Excerpt from American Detox
Categories: Health & Healing New Release Psychology & Personal Growth
An Excerpt from American Detox: The Myth of Wellness and How We Can Truly Heal by Kerri Kelly
Wellness—the industry that grew out of self-help and fitness classes and has exploded into everything from yoga to crystals to juice cleanses—promises to make you better, stronger, healthier, and whole. It meets an ever-increasing demand among many Americans to “feel good” and find meaning in a cruel and confusing world. And it’s no wonder. In the face of rising health threats, extreme inequality, endless wars, and our own possible extinction, it makes sense that we would seek relief.
But wellness isn’t just the yearning to be well. It is extreme materialism masquerading as spiritual practice to make us feel good while emptying our wallets. It is the commoditization of political ideas like “self-care” and “empowerment” as something that you can buy. And it is a $4.5 trillion global industry that is servicing the millions of people like me who are desperate to be well.
But while wellness soars, so does inequality.
Inequality has been the purpose of the so-called American Dream for as long as we’ve had one. Colonization, slavery, and capitalism have resulted in a legacy of unequal conditions that runs as deep as well water. A recent study found the US to be the wealthiest among developed nations—and the most unequal. While certain populations are making choices about organic and GMO-free food, the rest of the country is trying to figure out how to feed their families and pay their bills.
The truth is that we—the big we—are not well. Not by a long shot.
I call it the well-being gap: the unequal conditions that determine who gets to be well and who doesn’t. It is a disparity driven not by personal choice but by proximity to power and privilege. And it goes way beyond the affordability or accessibility of wellness products and services.

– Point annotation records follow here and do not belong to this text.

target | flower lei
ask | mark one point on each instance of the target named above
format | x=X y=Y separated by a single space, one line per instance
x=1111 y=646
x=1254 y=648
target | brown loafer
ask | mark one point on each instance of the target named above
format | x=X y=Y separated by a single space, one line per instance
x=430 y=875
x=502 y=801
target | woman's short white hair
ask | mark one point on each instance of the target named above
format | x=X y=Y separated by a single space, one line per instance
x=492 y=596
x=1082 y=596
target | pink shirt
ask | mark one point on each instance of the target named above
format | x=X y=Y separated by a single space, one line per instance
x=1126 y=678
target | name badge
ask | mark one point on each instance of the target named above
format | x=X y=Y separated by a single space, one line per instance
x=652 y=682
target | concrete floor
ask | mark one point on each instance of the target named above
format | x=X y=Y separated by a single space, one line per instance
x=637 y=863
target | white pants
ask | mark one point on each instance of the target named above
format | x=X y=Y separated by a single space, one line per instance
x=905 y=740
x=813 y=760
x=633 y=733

Wherever there is a prevalence of poverty and unemployment, a lack of access to housing and healthcare, people are struggling to survive much less be well. But a well-being gap that leaves many people behind ultimately hurts all of us. It destabilizes our economy, it causes stress that makes us sick, it fuels higher rates of crime and violence, it holds back our children, and it creates an ever deeper divide among neighbors and neighborhoods.
But that’s not the only thing. Everywhere we turn, culture gaslights us with the message that “we’re not good enough.” It says, “Buy this and you will be happy,” “Do this and you will feel beautiful,” “Eat this and you will be healthy,” “Read this and you will be enlightened.” It is a storyline sponsored by a system that profits from our sickness.
The wellness industry sells us isolation and escapism. It dangles the false promise of perfection and purity. And we are just left more alone, more dissatisfied, and more isolated than ever. Fixating on self-help, self-seeking, self-everything keeps us fending for ourselves, neglecting the suffering of our friends and neighbors, and denying our humanity.
Wellness is not making us well. It’s making us worse. While wellness promises enlightenment, the circumstances of our lived reality tell a different story. The many crises we are facing are exponential—from infectious disease to racial injustice, to extreme income inequality, to accelerating climate change. And while wellness exploits our fears and vulnerabilities, it does nothing to address the systems that got us here in the first place. It blames us for our struggles but refuses to acknowledge what’s at the root of our suffering.
To make things worse, most of today’s wellness industry draws on a lineage of mind-body practices, largely from South Asian and Indigenous cultures, that are often a part of spiritual traditions that employ a holistic and collectivist approach to well-being. Yet these practices have been divorced from their original contexts, distorted, and commodified to accommodate racist capitalist culture. In this book I do my best to uncover these truths and how the wellness industry itself has become a weapon of dominant systems to maintain the status quo and distract people from reality. Despite our desperate pursuit, wellness is not making us well. Well-being is a human right, not a privilege. And my well-being is not isolated or separate from yours. That means that true wellness demands that we confront everything that is in the way of our collective well-being.*
No amount of green juice or hybrid cars is going to save the planet. Meditation is not going to undo systemic racism. Ecotourism is not going to solve inequality. But wellness sells us the idea that we can buy our way to well-being. I bought into that myth. I traded in my corporate ambition for wellness purity and realized that it was just more of the same: a constant cycle that keeps us stuck in the status quo and starving for more. And while it is easy to turn away and stay in our gated communities of wellness, we must turn toward the hard-to-look-at truth of our people and planet and demand more of ourselves and one another.
* Well-being and wellness are not the same. I define well-being as the state of being well or feeling whole, whereas wellness is the active pursuit of well-being.